Christian Dior was born in Granville, in the north of France. His wealthy family wanted him to become a diplomat, but Dior instead showed interest in the art world: since he was very little, he used to sell his fashion sketches outside his house for about 10 cents. From 1937, Dior was employed by the fashion designer Robert Piguet, who gave him the opportunity to design his collection, and after the war, he decided to open his own maison.
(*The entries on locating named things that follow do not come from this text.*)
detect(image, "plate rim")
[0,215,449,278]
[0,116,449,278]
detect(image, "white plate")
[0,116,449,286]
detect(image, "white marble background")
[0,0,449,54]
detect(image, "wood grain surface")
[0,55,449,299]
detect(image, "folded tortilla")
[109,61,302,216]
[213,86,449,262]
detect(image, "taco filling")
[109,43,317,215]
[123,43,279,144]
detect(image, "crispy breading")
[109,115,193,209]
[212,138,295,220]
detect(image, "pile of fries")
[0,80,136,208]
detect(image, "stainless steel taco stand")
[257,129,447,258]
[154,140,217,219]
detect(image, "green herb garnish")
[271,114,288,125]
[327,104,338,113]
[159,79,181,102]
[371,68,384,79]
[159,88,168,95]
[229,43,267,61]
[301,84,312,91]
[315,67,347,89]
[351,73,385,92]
On 12 February 1947, Christian Dior launched his first collection. The show was presented at 30 Avenue Montaigne, in the salons of the maison. The lines presented were named ‘Corolle’ and ‘Huit’. However, soon after the presentation, the collection became known as the ‘New Look’ thanks to Carmel Snow, then-editor inches of Harper’s Bazaar, who exclaimed "It's such a New Look! It’s quite a revolution, dear Christian!’ The New Look represented the new spirit that was about to permeate fashion right after the restrictions imposed by World War II. The most known ensemble of the collection is the Bar suit, whose silhouette was characterised by a small waist and rounded shoulders, emphasizing the bust, and a full skirt falling below mid-calf length falling gently on the hips.
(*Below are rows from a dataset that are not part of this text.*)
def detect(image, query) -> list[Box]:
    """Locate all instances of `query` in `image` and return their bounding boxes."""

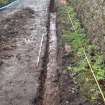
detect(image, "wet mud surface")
[0,0,47,105]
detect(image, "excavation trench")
[38,0,60,105]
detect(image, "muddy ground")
[0,0,49,105]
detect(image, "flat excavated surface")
[0,0,49,105]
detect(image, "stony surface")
[0,0,49,105]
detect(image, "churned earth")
[0,0,50,105]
The skirt took twenty yards of fabrics, and many detractors said it was inconsiderate to use so much material after years of rationing. The new look was quite controversial for many other reasons: feminists complained it was dragging women backwards, given that it reintroduced the corset, depriving women of the freedom of movement - and independence. However, the new style introduced by Christian Dior was extremely popular among women in Europe and America, and still influencing designers today.